The World Organization Against Torture said more than 2,000 people were arrested before and after the protests, but the government admitted only 621 people, including 83 minors, all of whom were taken to Korotoro.
Shown in satellite imagery as an ocher blotch surrounded by sand dunes in the central part of the country, Korotoro Prison was built in 1996 in an uninhabited area that is difficult to access. It has a capacity of 500 or 600 prisoners and mainly houses prisoners serving long sentences for terrorism.
Fighters from Boko Haram and the Islamic State jihadist group are held there, nicknamed “Chad’s Guantanemo” after the infamous US military prison.
“Prisoners cannot escape and risk dying of thirst,” the former justice minister told AFP on condition of anonymity.
Those imprisoned after the protests have stayed there without access to lawyers or families, and some say they don’t know if their children are still alive, they told AFP.
torture by jihadists
On December 11, 401 of those arrested were put on a four-day collective trial.
Prosecutors said 262 people were sentenced to two to three years in prison for crimes such as “unauthorized assembly” and “disturbing public order.”

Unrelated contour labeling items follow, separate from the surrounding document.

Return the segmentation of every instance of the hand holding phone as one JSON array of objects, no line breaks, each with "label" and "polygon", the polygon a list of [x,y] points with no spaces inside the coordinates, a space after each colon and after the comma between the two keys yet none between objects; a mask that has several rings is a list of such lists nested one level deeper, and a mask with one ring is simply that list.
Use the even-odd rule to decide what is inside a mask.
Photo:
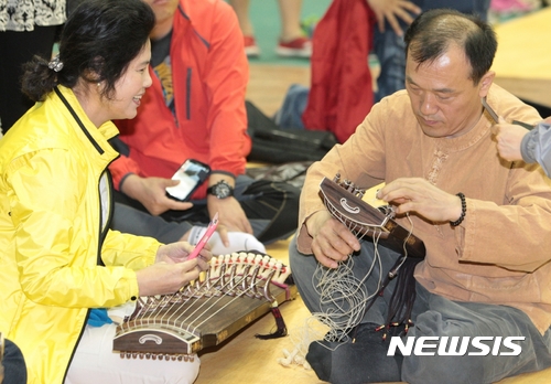
[{"label": "hand holding phone", "polygon": [[193,192],[203,184],[209,174],[210,167],[201,161],[188,159],[172,177],[172,180],[179,180],[180,183],[168,186],[166,194],[177,201],[188,201]]},{"label": "hand holding phone", "polygon": [[208,243],[208,239],[213,235],[213,233],[216,231],[216,227],[218,226],[218,212],[214,215],[213,220],[207,226],[207,230],[203,237],[201,237],[199,242],[195,245],[195,248],[192,250],[190,256],[187,256],[188,260],[193,260],[195,257],[198,256],[201,249],[205,247],[205,245]]}]

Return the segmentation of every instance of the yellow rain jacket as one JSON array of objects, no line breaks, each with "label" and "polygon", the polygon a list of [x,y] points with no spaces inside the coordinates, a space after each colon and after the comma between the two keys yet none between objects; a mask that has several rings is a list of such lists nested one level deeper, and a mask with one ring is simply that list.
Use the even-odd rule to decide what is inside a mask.
[{"label": "yellow rain jacket", "polygon": [[117,134],[60,86],[0,139],[0,330],[30,384],[63,383],[89,308],[136,299],[154,263],[160,243],[108,230]]}]

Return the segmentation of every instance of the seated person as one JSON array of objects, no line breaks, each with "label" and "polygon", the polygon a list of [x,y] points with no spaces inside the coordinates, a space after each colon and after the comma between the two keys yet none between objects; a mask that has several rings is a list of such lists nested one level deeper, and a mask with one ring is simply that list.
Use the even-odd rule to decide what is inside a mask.
[{"label": "seated person", "polygon": [[508,161],[538,162],[551,177],[551,117],[538,122],[531,130],[499,119],[494,130],[500,157]]},{"label": "seated person", "polygon": [[[493,84],[497,41],[489,24],[431,10],[413,21],[406,43],[406,90],[376,104],[345,143],[310,168],[290,265],[309,310],[336,316],[338,297],[334,305],[325,298],[322,310],[322,273],[331,278],[332,270],[353,265],[358,289],[374,295],[401,257],[375,237],[359,241],[329,213],[320,182],[337,173],[361,189],[383,181],[377,198],[393,206],[396,221],[424,242],[426,254],[410,291],[390,280],[338,338],[329,332],[312,342],[306,360],[321,380],[347,384],[493,383],[551,366],[550,182],[538,164],[499,158],[482,98],[507,120],[536,124],[541,117]],[[393,295],[417,296],[411,316],[399,323],[392,323],[393,310],[408,308],[390,311]],[[422,351],[433,353],[397,349],[387,355],[391,338],[383,335],[406,329],[413,340],[431,338]],[[450,356],[439,352],[450,349],[444,337],[484,337],[493,340],[488,351],[498,340],[521,337],[522,352],[511,355],[501,343],[480,355],[468,344],[465,354]]]},{"label": "seated person", "polygon": [[[151,85],[141,0],[86,0],[52,61],[25,65],[37,102],[0,140],[0,330],[23,353],[29,383],[193,383],[199,361],[122,360],[107,308],[173,294],[208,268],[187,243],[108,228],[111,119],[133,118]],[[116,53],[116,54],[114,54]],[[93,326],[94,324],[94,326]]]},{"label": "seated person", "polygon": [[[138,117],[116,121],[121,157],[110,166],[117,190],[112,227],[195,243],[218,212],[215,254],[244,246],[262,250],[262,244],[289,237],[296,230],[300,191],[244,174],[251,148],[245,110],[249,72],[234,10],[222,0],[145,2],[156,15],[153,84]],[[193,206],[165,192],[177,184],[171,178],[187,159],[212,169]]]}]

The remaining 139 were released, some on probation. The minor inmates are brought back to N’Djamena and awaiting to appear before a child judge.
“People have been arrested in illegal circumstances and tried in illegal circumstances,” said Frederic Dynonet, Coordinator of the Counsel for Arrested Persons.
In Koro Toro, “We were put in cells of forty to fifty people. We were handed over to the jihadists. They were our guards. They held us with iron bars. ,” said Eve. Najirem backed this up, adding that “Boko Haram jihadists” were tasked with torturing them.
“There have been serious and credible allegations of torture in Koro Toro, some of which have led to the deaths of detainees,” said Chad on several occasions to investigate the events surrounding protests against HRW. said Madge, who visited
A government spokesman and the Ministry of Defense did not respond to multiple requests for comment on the accusations.